Aku mau agar kau menjadi seorang budak sejati seperti diriku sebelum kau menikmati kecerahan dari khayalmu. Aku selalu berdoa dengan penuh semangat agar kekanak-kanakanmu menghilang demi kepentingan manusia sederhana lainnya. Aku selalu menunjukan padamu arti kebenaran berperilaku, meski aku bukanlah pakarnya. Kesopanan yang aku mainkan, kau anggap itu sebagai kejahatan dari penipuanku, namun kejujuran kekanak-kanakkanmu yang menyilaukan mataku sangat aku sedihkan dalam tangisku demi sesamaku. Kau tak akan pernah berhasil dalam caramu meski kau berulang kali melakoninya, sebab lakonanmu adalah salinan-salinan yang pernah aku buang dari arsip-arsip tak terpakaiku.

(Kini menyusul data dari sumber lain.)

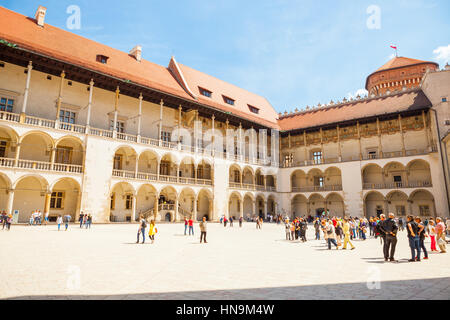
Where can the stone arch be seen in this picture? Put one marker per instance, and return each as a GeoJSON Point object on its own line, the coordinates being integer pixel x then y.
{"type": "Point", "coordinates": [422, 203]}
{"type": "Point", "coordinates": [121, 202]}
{"type": "Point", "coordinates": [335, 205]}
{"type": "Point", "coordinates": [125, 158]}
{"type": "Point", "coordinates": [69, 150]}
{"type": "Point", "coordinates": [37, 146]}
{"type": "Point", "coordinates": [30, 192]}
{"type": "Point", "coordinates": [397, 203]}
{"type": "Point", "coordinates": [299, 205]}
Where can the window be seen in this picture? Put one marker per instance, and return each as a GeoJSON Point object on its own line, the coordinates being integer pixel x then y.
{"type": "Point", "coordinates": [253, 109]}
{"type": "Point", "coordinates": [63, 155]}
{"type": "Point", "coordinates": [67, 116]}
{"type": "Point", "coordinates": [398, 181]}
{"type": "Point", "coordinates": [3, 145]}
{"type": "Point", "coordinates": [317, 157]}
{"type": "Point", "coordinates": [400, 210]}
{"type": "Point", "coordinates": [424, 210]}
{"type": "Point", "coordinates": [120, 126]}
{"type": "Point", "coordinates": [118, 162]}
{"type": "Point", "coordinates": [129, 202]}
{"type": "Point", "coordinates": [102, 58]}
{"type": "Point", "coordinates": [205, 92]}
{"type": "Point", "coordinates": [6, 104]}
{"type": "Point", "coordinates": [113, 201]}
{"type": "Point", "coordinates": [165, 136]}
{"type": "Point", "coordinates": [228, 100]}
{"type": "Point", "coordinates": [57, 200]}
{"type": "Point", "coordinates": [318, 181]}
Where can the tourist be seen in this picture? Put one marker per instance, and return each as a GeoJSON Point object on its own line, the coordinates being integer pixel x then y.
{"type": "Point", "coordinates": [80, 219]}
{"type": "Point", "coordinates": [152, 230]}
{"type": "Point", "coordinates": [389, 229]}
{"type": "Point", "coordinates": [67, 219]}
{"type": "Point", "coordinates": [331, 235]}
{"type": "Point", "coordinates": [317, 228]}
{"type": "Point", "coordinates": [303, 228]}
{"type": "Point", "coordinates": [287, 229]}
{"type": "Point", "coordinates": [346, 231]}
{"type": "Point", "coordinates": [432, 232]}
{"type": "Point", "coordinates": [141, 229]}
{"type": "Point", "coordinates": [191, 226]}
{"type": "Point", "coordinates": [422, 235]}
{"type": "Point", "coordinates": [89, 221]}
{"type": "Point", "coordinates": [414, 243]}
{"type": "Point", "coordinates": [440, 235]}
{"type": "Point", "coordinates": [203, 228]}
{"type": "Point", "coordinates": [59, 221]}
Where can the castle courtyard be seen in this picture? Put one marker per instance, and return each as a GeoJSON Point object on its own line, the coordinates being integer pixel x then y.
{"type": "Point", "coordinates": [38, 262]}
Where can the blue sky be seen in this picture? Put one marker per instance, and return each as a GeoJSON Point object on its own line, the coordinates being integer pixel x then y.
{"type": "Point", "coordinates": [294, 53]}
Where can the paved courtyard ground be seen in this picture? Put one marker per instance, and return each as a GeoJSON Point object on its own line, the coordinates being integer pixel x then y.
{"type": "Point", "coordinates": [237, 263]}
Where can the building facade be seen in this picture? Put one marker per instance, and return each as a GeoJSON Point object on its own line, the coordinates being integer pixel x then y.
{"type": "Point", "coordinates": [84, 127]}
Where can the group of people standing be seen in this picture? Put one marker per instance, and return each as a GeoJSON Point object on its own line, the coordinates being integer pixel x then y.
{"type": "Point", "coordinates": [6, 220]}
{"type": "Point", "coordinates": [85, 220]}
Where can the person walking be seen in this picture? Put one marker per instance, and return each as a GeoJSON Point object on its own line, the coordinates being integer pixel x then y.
{"type": "Point", "coordinates": [413, 237]}
{"type": "Point", "coordinates": [152, 230]}
{"type": "Point", "coordinates": [389, 229]}
{"type": "Point", "coordinates": [422, 235]}
{"type": "Point", "coordinates": [440, 235]}
{"type": "Point", "coordinates": [191, 226]}
{"type": "Point", "coordinates": [67, 219]}
{"type": "Point", "coordinates": [203, 228]}
{"type": "Point", "coordinates": [59, 222]}
{"type": "Point", "coordinates": [141, 229]}
{"type": "Point", "coordinates": [80, 219]}
{"type": "Point", "coordinates": [287, 229]}
{"type": "Point", "coordinates": [346, 231]}
{"type": "Point", "coordinates": [331, 235]}
{"type": "Point", "coordinates": [432, 231]}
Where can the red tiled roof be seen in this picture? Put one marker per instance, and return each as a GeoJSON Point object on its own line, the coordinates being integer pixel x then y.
{"type": "Point", "coordinates": [399, 62]}
{"type": "Point", "coordinates": [406, 101]}
{"type": "Point", "coordinates": [69, 47]}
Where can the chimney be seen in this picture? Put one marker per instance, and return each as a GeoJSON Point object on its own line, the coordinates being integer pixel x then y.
{"type": "Point", "coordinates": [137, 52]}
{"type": "Point", "coordinates": [40, 15]}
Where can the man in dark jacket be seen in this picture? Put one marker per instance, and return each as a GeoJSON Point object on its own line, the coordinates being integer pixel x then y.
{"type": "Point", "coordinates": [390, 229]}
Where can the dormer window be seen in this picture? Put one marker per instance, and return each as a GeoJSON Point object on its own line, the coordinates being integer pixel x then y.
{"type": "Point", "coordinates": [253, 109]}
{"type": "Point", "coordinates": [102, 58]}
{"type": "Point", "coordinates": [205, 92]}
{"type": "Point", "coordinates": [228, 100]}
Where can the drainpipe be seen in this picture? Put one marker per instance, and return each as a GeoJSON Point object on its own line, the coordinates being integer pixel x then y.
{"type": "Point", "coordinates": [442, 157]}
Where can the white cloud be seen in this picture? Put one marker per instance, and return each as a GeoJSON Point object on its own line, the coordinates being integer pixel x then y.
{"type": "Point", "coordinates": [442, 54]}
{"type": "Point", "coordinates": [360, 92]}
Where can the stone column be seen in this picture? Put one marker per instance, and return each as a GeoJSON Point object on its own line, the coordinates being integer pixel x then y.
{"type": "Point", "coordinates": [25, 95]}
{"type": "Point", "coordinates": [58, 103]}
{"type": "Point", "coordinates": [88, 118]}
{"type": "Point", "coordinates": [116, 106]}
{"type": "Point", "coordinates": [161, 105]}
{"type": "Point", "coordinates": [16, 159]}
{"type": "Point", "coordinates": [47, 202]}
{"type": "Point", "coordinates": [140, 117]}
{"type": "Point", "coordinates": [9, 205]}
{"type": "Point", "coordinates": [133, 210]}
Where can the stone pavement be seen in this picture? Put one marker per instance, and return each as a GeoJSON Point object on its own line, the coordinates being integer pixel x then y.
{"type": "Point", "coordinates": [106, 263]}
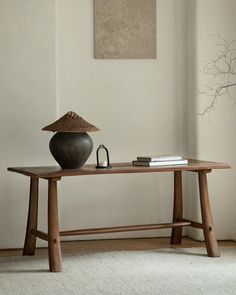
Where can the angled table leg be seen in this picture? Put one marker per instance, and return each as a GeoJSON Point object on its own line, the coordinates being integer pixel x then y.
{"type": "Point", "coordinates": [176, 234]}
{"type": "Point", "coordinates": [54, 245]}
{"type": "Point", "coordinates": [30, 238]}
{"type": "Point", "coordinates": [208, 228]}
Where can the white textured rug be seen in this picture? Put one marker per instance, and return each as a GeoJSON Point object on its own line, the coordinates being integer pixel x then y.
{"type": "Point", "coordinates": [167, 271]}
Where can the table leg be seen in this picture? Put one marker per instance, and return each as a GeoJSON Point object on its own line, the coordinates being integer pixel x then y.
{"type": "Point", "coordinates": [176, 234]}
{"type": "Point", "coordinates": [208, 229]}
{"type": "Point", "coordinates": [54, 245]}
{"type": "Point", "coordinates": [30, 238]}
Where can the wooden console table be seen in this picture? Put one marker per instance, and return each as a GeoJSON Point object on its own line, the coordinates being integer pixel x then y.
{"type": "Point", "coordinates": [54, 174]}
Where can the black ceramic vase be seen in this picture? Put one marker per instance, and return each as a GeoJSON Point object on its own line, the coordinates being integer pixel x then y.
{"type": "Point", "coordinates": [71, 149]}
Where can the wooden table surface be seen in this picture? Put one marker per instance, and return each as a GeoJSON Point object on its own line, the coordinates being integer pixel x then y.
{"type": "Point", "coordinates": [117, 168]}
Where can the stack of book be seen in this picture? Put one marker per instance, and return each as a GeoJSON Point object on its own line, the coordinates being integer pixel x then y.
{"type": "Point", "coordinates": [160, 160]}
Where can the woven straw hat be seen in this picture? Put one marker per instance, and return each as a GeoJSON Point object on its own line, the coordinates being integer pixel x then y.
{"type": "Point", "coordinates": [71, 122]}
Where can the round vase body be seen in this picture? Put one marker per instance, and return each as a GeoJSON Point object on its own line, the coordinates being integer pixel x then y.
{"type": "Point", "coordinates": [71, 150]}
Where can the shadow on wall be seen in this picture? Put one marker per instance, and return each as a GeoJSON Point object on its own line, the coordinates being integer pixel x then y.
{"type": "Point", "coordinates": [192, 200]}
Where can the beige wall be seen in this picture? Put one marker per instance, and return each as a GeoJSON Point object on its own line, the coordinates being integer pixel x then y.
{"type": "Point", "coordinates": [138, 104]}
{"type": "Point", "coordinates": [141, 107]}
{"type": "Point", "coordinates": [27, 96]}
{"type": "Point", "coordinates": [211, 137]}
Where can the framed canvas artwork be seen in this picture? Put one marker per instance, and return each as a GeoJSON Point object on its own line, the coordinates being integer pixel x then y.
{"type": "Point", "coordinates": [125, 29]}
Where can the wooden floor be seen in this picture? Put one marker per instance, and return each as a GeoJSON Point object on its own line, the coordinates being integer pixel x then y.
{"type": "Point", "coordinates": [118, 245]}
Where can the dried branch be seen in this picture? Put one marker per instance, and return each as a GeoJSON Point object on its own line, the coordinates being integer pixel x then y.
{"type": "Point", "coordinates": [221, 72]}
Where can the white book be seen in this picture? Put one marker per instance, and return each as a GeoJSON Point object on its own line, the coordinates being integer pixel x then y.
{"type": "Point", "coordinates": [160, 163]}
{"type": "Point", "coordinates": [159, 158]}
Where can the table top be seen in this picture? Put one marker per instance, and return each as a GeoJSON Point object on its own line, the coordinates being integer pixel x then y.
{"type": "Point", "coordinates": [117, 168]}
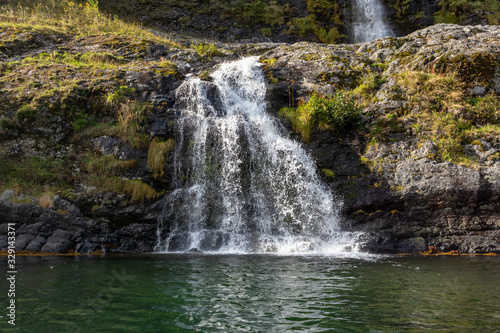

”Kau hanyalah iblis yang dipakai agar melemahkan niat imanku, kau hanyalah manusia lemah seperti diriku namun kau berlagak kuat di tatapanku. Aku memang bodoh ketika bersamamu dalam kamarmu tetapi aku tak bermegah bila aku dan kau bertarung di kamar orang. Karena aku tahu kekuatanmu yang sangat luar biasa, dan aku hendak menyadari bila nanti aku menikmati kemenanganku sebelum bertarung. Aku sangat menyayangi kemanusiawianmu namun kemunafikan akhlakmu sangat aku benci bahkan aku semakin beria-ria untuk mencabutnya dari kemanusiaanmu. Aku telah kalah oleh si iblis dan aku tak menyalahkanmu, sebab kau pun sama lemahnya dalam alam sejenak ini. (bagi manusia yang di pakai iblis)”.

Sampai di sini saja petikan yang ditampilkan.